BARTLETT COWDREY: When you came to New York, what were the art galleries? When, you went looking for paintings, what did you see, what was then contemporary?

CHARLES SHEELER: ...not only to see, but find one of them that would take their, foot out of the door and let me in.

BARTLETT COWDREY: I suppose Steiglitz...

CHARLES SHEELER: I never had anyone. Steiglitz was interested in a sort of semi-remote way, but I never was represented in any of his shows.

BARTLETT COWDREY: I mean in your spare time, if you wanted to see (American) paintings, what was new in your time?

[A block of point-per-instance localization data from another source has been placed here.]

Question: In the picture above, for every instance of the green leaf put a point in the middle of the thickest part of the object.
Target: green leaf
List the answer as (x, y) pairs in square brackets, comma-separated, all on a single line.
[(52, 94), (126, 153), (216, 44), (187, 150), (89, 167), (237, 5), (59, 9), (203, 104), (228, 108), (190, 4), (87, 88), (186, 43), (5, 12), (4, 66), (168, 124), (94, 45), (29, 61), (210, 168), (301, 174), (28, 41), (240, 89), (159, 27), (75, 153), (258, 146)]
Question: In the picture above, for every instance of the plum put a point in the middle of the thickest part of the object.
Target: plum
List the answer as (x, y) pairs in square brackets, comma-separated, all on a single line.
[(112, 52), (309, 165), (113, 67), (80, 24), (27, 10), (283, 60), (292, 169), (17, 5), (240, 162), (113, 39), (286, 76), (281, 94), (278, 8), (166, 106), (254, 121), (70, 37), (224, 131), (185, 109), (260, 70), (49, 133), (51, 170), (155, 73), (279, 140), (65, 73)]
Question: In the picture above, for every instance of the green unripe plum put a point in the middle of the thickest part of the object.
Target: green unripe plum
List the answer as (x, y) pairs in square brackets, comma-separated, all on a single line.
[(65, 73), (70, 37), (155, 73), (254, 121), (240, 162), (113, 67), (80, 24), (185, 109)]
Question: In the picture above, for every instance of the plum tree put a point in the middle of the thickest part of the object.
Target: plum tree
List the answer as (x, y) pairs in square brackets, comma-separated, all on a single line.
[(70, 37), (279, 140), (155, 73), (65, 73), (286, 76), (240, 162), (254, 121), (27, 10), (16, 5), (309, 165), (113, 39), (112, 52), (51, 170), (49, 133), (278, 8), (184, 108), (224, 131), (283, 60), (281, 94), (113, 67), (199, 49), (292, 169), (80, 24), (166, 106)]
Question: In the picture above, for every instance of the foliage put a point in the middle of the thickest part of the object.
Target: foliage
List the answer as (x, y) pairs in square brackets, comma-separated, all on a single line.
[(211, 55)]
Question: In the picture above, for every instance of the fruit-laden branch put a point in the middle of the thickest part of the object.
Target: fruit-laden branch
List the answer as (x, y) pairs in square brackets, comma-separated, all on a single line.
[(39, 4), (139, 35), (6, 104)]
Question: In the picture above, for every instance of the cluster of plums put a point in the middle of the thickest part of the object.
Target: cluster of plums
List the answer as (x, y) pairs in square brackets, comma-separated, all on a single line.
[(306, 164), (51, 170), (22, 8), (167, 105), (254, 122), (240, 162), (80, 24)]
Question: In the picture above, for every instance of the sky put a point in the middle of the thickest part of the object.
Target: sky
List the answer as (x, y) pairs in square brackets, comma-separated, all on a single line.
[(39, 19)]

CHARLES SHEELER: Well it seemed to me at that time, this couldn't be final necessarily, but living in Philadelphia, there would be super-colossal exhibitions, you know, where old masters and all the great names among collectors would have loaned pictures, and I would, if I could get the railroad fare together, and a dollar for overnight in a (New York) rooming house I would come over and spend a couple of days seeing...

BARTLETT COWDREY: What about Kraushaar and Knoedler?

CHARLES SHEELER: Of course I saw and was also a participant in the Armory Show.

BARTLETT COWDREY: 1913.

CHARLES SHEELER: And the First Independents.

BARTLETT COWDREY: 1917. Can you make a comparison between the Armory Show and the First Independents? The Armory was international, I realize, but...

CHARLES SHEELER: Yes, well it was; the eye-opener, the great eyeopener. The Independents just gave a chance to some of the local boys to...

BARTLETT COWDREY: But that was the wonderful thing.

CHARLES SHEELER: Yes, it was important, but the Armory Show gave the green light that it was all right to exhibit pictures like that.